Analitycy Euler Hermes zauważają też, że najpoważniejsza faza kryzysu międzynarodowego wydaje się być już za nami. Przewidują, że globalny wzrost gospodarczy zwiększy się o 2,5% w 2013 r. i o 3,2% w 2014 r. W 2013 r. ponad połowa światowego wzrostu będzie zasługą krajów wschodzących (Chiny + 7,6%, Indie + 5,5%), których łączny wkład w rozwój globalnej gospodarki wyniesie niemal 1,9 p.p. (ok. 75% łącznego wzrostu) w porównaniu do 2,1 p.p. w 2014 r. (60% łącznego wzrostu). Wskaźniki gospodarcze we Włoszech pogorszyły się w III kwartale 2012 r., również pod wpływem niepewności politycznej. Prognozy na 2013 r. zakładają utrzymanie ujemnego wzrostu (-0,8%). W 2012 r. produkcja przemysłowa wykazała spadek i na początek 2013 r. przewiduje się recesję.
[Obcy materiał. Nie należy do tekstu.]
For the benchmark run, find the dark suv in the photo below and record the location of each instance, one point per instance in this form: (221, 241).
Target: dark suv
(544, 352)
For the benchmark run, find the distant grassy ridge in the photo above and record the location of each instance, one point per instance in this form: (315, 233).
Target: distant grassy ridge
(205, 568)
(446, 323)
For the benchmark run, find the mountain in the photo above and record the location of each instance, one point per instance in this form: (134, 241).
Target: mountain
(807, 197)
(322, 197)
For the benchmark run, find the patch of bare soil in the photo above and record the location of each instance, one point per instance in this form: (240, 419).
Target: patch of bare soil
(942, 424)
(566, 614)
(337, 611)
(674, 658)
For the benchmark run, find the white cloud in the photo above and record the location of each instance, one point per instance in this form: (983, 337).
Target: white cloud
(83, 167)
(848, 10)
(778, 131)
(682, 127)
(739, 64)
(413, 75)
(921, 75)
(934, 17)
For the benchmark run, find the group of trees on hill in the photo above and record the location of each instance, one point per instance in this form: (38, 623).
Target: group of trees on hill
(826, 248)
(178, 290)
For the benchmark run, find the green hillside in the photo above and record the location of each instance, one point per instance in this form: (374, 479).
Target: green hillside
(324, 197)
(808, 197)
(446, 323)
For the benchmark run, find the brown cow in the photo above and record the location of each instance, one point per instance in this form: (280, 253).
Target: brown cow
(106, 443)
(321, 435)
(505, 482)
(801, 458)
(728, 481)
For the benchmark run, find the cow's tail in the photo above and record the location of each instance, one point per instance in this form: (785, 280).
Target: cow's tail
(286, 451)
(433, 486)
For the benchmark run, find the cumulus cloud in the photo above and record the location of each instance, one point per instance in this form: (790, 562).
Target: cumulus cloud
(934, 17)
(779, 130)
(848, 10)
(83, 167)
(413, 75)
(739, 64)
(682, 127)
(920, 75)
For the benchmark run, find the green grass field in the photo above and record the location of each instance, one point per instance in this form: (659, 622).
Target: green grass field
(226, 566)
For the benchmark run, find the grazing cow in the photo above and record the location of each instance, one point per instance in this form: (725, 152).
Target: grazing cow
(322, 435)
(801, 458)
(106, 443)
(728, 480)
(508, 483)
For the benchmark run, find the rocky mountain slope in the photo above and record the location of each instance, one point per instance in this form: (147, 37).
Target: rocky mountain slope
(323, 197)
- Wyraźny spadek konsumpcji gospodarstw domowych, utrudniony dostęp do źródeł kredytowania oraz silnie zadłużona struktura finansowa doprowadziły do wzrostu zaległości płatniczych na krajowym rynku B2B - mówi Michele Pignotti, Dyrektor Euler Hermes na Region Krajów Śródziemnomorskich, Afryki i Bliskiego Wschodu. - Trend zwyżkowy w zaległych płatnościach objął wiele branż krajowych: w szczególności sektor żywnościowy, który boryka się z problemem niskiej wydajności łańcuchów dystrybucji i rosnących kosztów dla rolników; sektor transportowy, który znalazł się pod presją wysokich kosztów paliwa, oraz sektor motoryzacyjny, który boleśnie odczuwa skutki osłabionego popytu. Jedyną branżą, w której zaobserwowano pozytywne sygnały, była branża AGD, która korzysta na rozwoju nowych produktów high-tech wprowadzanych do gospodarstw domowych.
Michele Pignotti dodaje, że w przypadku włoskich eksporterów wzrost średniej kwoty niezapłaconych należności wiąże się z pogorszeniem prognoz sektorowych, w szczególności dla przemysłu chemicznego, mechanicznego, stalowego i sektora surowców. Kraje o najwyższym wskaźniku zaległości płatniczych na rzecz włoskich eksporterów to Francja, Niemcy, Polska, Rumunia i Turcja.